However the same shared standards would lock in the world to one set of protocols, thus reducing the discovery via variation and selection of the shared institutions themselves.
Thus we would see more short range constructive competition between states, and less long term exploration of new and potentially better institutional standards.
This is from Rojelio. He is pushing back against my argument in favor of world government from a libertarian point of view. He’s right, of course. There’s two points I need to do a better job of clarifying when I advocate for world government from a libertarian point of view:
- I don’t think federating the entire world is a good idea. I think the piecemeal federation of political units is what libertarians ought to aim for. (I think the US interstate order is the best avenue for achieving this aim.) A healthy “world federation” would govern (say) 85% of the world’s population. This brings me to my second point I need to clarify.
- The importance of exit needs to be addressed and institutionalized in a proper federal order. This is difficult to do, but not impossible. My argument is to make exit difficult, but not too difficult. The difficulty of exit should be somewhere on the scale between a constitutional amendment (too difficult) in the US order and Brexit (too easy) in the Westphalian order.
The bottom line is that a more libertarian world will likely be composed of a large federal polity that protects the freedoms of the vast majority of its citizens better than most nation-states do today. The other 15% of the world would live under despotism (which will center around “cultural cores”), or under sparsely-populated democratic republics (i.e Australia), or within free-riding microstates that otherwise rely on the protection of the large federal unit.
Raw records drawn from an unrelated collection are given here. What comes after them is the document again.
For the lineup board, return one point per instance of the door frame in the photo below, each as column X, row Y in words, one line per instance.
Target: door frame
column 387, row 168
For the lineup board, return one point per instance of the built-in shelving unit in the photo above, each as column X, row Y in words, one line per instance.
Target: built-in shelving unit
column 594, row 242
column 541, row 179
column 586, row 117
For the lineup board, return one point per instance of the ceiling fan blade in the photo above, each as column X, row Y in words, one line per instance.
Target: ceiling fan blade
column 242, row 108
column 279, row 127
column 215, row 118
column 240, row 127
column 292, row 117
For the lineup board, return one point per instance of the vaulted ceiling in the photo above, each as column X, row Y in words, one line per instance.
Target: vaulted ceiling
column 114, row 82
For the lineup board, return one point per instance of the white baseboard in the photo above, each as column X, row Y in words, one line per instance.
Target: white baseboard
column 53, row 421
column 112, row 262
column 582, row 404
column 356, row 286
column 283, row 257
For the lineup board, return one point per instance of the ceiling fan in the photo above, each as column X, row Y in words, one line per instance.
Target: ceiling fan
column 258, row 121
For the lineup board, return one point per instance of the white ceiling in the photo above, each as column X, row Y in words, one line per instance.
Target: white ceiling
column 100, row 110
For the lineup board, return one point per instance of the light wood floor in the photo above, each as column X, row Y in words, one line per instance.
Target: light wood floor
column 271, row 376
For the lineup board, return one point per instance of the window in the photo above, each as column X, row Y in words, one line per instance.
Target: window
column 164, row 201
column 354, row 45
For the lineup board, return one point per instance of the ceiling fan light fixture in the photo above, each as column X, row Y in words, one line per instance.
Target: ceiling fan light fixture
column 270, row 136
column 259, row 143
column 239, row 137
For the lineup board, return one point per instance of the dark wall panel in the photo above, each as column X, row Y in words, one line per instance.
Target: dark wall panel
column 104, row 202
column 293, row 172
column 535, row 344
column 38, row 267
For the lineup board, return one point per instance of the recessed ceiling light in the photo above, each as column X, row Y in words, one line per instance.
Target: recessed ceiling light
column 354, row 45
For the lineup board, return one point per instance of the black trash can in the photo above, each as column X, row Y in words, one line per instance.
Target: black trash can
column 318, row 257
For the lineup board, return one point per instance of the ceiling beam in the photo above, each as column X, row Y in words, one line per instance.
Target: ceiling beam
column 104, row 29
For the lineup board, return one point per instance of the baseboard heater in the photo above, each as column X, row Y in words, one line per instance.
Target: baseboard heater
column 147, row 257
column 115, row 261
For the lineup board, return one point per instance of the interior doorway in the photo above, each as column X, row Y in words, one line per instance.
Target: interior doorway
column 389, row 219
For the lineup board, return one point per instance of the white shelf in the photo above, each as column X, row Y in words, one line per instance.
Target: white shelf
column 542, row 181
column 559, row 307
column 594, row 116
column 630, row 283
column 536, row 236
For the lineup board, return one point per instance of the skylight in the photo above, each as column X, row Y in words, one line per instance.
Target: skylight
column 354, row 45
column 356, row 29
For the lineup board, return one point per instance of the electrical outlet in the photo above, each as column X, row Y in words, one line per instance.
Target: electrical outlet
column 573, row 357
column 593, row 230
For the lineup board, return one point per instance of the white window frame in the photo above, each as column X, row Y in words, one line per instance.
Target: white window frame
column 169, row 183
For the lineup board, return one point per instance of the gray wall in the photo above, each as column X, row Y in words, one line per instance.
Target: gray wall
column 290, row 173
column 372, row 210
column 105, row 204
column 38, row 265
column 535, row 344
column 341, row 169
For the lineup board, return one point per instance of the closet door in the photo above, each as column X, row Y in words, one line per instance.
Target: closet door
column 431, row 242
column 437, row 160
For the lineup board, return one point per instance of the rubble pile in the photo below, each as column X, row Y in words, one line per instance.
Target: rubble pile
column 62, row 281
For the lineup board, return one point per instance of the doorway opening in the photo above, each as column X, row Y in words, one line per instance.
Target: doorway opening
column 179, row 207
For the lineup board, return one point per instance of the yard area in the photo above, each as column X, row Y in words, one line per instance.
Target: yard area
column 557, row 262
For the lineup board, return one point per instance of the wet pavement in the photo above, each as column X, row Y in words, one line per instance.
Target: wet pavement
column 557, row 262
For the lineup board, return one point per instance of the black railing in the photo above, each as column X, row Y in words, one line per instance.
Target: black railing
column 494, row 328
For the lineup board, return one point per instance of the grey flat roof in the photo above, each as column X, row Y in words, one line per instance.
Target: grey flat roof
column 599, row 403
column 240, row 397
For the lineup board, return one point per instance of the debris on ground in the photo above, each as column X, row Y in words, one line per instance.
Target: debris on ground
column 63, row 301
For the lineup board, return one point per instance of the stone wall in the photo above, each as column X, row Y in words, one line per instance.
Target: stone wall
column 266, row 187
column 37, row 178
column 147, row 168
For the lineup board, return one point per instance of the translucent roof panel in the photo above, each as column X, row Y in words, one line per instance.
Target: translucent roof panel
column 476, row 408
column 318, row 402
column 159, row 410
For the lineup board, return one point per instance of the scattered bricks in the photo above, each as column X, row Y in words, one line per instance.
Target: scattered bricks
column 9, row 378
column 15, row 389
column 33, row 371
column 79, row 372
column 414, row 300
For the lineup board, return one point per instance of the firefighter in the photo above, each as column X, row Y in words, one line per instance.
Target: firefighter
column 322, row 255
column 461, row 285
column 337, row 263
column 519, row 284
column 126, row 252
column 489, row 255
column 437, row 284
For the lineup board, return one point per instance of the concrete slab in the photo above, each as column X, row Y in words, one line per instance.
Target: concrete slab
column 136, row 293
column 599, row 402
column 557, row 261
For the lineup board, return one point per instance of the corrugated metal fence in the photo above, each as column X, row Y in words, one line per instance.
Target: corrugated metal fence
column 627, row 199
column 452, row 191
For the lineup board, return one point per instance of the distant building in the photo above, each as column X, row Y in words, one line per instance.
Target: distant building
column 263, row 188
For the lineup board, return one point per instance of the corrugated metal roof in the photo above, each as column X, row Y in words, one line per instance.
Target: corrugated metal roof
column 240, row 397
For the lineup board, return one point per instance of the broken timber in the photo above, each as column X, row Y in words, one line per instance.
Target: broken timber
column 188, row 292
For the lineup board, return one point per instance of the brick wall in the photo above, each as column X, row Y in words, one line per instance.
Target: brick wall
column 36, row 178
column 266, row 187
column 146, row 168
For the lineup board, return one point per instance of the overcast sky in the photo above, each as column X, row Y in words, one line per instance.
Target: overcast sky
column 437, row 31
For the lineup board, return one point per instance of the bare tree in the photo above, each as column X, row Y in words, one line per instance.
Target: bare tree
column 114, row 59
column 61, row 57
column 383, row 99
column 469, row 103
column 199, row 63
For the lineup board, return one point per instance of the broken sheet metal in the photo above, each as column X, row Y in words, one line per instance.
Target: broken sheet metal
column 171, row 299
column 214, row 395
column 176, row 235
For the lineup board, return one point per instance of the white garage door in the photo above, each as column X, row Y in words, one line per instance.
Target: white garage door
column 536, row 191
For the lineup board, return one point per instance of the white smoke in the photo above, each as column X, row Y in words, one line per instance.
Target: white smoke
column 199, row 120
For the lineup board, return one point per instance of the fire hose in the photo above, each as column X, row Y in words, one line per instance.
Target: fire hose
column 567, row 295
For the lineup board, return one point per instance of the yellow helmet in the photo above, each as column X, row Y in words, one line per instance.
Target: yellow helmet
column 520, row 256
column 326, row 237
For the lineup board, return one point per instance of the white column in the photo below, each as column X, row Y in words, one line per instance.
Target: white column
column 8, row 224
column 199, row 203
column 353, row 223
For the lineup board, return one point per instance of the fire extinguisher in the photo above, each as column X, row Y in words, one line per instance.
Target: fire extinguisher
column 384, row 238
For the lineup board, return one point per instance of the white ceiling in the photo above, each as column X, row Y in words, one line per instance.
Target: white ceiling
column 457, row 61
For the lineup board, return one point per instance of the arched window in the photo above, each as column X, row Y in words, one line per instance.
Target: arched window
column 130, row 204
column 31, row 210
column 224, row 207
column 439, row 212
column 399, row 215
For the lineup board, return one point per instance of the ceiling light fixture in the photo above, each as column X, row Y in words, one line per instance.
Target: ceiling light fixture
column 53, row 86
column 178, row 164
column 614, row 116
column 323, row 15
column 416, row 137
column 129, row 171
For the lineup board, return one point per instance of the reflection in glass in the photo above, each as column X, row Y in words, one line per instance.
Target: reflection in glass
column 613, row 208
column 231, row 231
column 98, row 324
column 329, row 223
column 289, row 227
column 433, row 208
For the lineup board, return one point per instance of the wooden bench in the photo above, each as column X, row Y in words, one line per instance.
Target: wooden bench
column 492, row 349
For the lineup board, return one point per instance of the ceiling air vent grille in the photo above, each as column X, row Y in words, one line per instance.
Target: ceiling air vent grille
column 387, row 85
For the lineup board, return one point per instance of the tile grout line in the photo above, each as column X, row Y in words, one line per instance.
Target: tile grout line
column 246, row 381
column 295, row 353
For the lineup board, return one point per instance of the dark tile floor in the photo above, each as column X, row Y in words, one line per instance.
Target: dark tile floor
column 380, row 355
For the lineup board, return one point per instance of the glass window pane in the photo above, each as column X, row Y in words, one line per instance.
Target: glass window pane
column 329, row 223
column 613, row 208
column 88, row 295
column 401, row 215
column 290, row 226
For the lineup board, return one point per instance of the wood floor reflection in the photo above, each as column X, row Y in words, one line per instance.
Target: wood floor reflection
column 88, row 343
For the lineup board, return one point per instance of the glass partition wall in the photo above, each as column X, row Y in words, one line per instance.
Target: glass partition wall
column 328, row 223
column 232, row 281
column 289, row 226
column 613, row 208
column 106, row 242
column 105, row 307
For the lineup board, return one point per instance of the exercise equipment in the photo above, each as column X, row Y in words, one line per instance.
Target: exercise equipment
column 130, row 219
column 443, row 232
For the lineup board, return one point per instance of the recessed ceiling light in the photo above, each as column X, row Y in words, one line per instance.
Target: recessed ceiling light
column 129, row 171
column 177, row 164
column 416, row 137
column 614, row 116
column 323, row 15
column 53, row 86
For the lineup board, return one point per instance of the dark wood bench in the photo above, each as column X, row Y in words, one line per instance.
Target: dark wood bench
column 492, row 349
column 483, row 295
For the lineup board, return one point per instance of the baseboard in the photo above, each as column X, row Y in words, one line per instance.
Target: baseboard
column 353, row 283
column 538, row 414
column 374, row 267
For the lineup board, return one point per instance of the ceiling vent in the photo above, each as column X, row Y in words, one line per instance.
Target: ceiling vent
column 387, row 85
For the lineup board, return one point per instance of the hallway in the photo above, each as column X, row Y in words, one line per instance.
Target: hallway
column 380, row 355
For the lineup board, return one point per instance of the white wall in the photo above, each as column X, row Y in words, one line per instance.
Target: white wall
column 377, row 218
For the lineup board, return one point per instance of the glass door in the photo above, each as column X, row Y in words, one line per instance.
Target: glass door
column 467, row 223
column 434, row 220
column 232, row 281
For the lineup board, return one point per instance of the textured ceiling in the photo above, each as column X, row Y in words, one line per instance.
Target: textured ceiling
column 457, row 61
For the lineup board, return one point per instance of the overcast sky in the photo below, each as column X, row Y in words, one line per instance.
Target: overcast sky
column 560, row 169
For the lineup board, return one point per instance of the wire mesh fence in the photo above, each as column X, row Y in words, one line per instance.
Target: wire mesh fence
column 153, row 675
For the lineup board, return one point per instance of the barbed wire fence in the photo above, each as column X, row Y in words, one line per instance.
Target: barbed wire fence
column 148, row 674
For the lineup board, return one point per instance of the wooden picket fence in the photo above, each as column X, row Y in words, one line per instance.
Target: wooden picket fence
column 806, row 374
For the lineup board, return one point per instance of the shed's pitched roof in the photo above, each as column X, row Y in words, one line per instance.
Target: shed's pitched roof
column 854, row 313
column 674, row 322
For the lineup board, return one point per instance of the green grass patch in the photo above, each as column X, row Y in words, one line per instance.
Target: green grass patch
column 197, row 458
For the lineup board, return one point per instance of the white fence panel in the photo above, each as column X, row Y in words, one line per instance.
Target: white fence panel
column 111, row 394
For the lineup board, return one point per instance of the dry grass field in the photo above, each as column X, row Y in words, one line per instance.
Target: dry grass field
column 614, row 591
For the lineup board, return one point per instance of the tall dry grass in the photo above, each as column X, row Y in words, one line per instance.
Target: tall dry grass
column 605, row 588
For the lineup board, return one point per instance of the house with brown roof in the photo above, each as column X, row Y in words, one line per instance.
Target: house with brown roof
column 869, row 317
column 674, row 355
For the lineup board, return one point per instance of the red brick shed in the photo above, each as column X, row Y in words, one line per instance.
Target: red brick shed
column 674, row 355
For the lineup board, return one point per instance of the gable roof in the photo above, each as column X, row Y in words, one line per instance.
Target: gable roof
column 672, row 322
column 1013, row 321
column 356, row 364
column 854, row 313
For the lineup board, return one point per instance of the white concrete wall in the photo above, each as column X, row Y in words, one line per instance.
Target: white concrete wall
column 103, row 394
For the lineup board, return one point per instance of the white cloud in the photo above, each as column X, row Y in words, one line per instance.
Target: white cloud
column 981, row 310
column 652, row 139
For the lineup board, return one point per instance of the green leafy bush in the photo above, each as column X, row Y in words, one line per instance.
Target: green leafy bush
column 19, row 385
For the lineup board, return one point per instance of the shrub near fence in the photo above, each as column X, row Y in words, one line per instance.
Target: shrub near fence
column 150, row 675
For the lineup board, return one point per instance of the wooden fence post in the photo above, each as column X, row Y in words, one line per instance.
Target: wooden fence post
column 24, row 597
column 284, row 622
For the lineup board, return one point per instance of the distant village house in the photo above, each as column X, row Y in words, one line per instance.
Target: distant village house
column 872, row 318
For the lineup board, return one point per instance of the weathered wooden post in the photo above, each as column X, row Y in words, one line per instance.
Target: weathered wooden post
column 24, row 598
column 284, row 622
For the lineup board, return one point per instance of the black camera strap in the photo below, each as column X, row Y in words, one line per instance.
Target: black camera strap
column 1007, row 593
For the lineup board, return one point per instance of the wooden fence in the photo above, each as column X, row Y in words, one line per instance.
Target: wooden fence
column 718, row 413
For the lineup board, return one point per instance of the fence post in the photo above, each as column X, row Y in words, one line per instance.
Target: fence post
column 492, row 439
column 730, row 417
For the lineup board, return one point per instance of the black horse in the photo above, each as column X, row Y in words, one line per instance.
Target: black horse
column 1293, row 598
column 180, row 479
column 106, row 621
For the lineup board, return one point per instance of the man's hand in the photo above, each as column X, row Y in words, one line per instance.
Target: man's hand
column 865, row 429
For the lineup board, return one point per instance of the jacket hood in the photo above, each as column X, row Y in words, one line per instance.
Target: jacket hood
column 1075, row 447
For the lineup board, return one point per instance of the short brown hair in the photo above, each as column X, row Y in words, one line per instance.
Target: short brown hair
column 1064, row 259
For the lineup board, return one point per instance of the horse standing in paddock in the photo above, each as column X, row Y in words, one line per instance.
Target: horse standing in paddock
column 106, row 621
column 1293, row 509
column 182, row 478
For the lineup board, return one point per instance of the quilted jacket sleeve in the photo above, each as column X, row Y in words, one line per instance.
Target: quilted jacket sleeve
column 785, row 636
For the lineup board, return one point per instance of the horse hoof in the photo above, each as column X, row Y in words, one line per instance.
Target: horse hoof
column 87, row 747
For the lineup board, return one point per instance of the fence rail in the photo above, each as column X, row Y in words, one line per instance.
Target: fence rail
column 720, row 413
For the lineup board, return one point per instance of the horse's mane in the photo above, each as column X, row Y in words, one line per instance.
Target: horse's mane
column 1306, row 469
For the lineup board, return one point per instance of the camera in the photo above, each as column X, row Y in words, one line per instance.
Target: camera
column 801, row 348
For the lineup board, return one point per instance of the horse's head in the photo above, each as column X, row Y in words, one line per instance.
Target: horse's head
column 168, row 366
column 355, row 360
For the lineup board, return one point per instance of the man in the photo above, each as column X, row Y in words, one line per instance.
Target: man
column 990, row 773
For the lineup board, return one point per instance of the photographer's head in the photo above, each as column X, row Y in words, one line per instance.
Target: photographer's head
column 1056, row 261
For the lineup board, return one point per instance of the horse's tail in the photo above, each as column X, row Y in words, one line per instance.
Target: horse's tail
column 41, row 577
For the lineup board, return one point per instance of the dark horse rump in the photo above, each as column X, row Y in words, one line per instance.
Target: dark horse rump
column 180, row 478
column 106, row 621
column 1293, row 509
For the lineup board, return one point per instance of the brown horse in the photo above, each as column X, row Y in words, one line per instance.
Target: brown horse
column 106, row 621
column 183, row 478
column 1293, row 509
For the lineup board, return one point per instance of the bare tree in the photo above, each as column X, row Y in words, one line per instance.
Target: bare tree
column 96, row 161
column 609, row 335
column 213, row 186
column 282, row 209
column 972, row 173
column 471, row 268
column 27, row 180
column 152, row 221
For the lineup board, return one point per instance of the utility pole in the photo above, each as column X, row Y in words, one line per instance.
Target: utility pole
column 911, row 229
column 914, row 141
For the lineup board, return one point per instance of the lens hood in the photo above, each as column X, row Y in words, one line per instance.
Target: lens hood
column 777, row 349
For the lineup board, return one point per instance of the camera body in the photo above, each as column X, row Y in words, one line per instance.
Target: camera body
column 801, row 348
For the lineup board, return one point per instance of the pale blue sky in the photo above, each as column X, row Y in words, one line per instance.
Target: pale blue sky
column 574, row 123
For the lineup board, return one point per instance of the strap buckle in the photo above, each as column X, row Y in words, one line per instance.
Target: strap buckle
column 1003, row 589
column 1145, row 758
If, say, England, Tamaulipas, and Duyên hải Nam Trung Bộ were to federate with the United States tomorrow, these polities would not be agitating for exit after 10 years of experimentation in self-governance. If, say, Texas or Vermont wanted to exit after 10 years of federation with those 3 polities, they would have to go through a process (via all of the legislative branches involved) to do so. A simple majority vote would be disastrous. It is unlikely, then, that Texas or Vermont would leave such a federation. Pure freedom would be unrealized, but billions of people would be much freer.